2024-tang-automatic
findings extracted from this paper
-
The automated probe list generation system discovered 45.79 potentially blocked domains per 1,000 domains crawled, compared to 4.11 for FilteredWeb — over 10× higher efficacy. It uncovered 1,490 potentially blocked domains in crawls of just 71,960 URLs, versus 1,255 blocked domains found by Hounsel et al. in crawls of 1,000,000 URLs, with 1,473 of the 1,490 domains not overlapping with prior work.
-
GFW verification tests confirmed over 90% of OONI-detected DNS anomalies as true blocks: 429/457 domains in Beijing and 422/461 in Shanghai.

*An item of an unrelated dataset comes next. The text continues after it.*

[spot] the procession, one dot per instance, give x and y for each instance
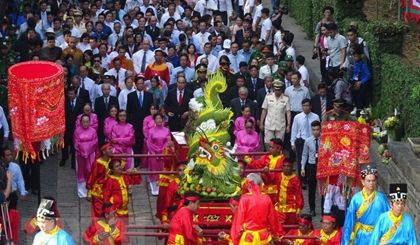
(212, 106)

In total, 527 unique domains were confirmed censored via DNS, HTTP, and HTTPS filters; an additional 718 domains suspected blocked due to IP-address-level blocking of their hosting servers rather than domain-level entries.
-
Only 36.66% of the 139,957 source list URLs (51,313) survived sanitization as live, meaningful pages, with 18,911 URLs removed for lack of content and many more for dead links — underscoring how rapidly manually curated probe lists decay. In Beijing and Shanghai, over 20% of known domains were consistently inaccessible, versus fewer than 4.5% at all other vantage points, and over 68% of known domains remained blocked, suggesting censored topics stay sensitive even as URLs go stale.
-
Among inaccessible URLs that also triggered OONI anomalies, approximately 58% were generated by the Top2Vec-Trends pipeline (combining Top2Vec topic modeling with Google Trends keyword expansion), while LDA-TFIDF and Top2Vec alone each accounted for only 13–14%. BERTopic-generated pages were least effective at producing censored candidates.
-
VPS-based vantage points in Singapore and India detected censorship patterns similar to 'free' locations, failing to observe blocking known to be enforced by local ISPs following government directives. This occurred because ISP-level censorship is implemented per-carrier rather than centrally, and the VPS provider's ISP did not enforce those blocks — confirmed by re-testing from a residential IP that did observe the expected blocks.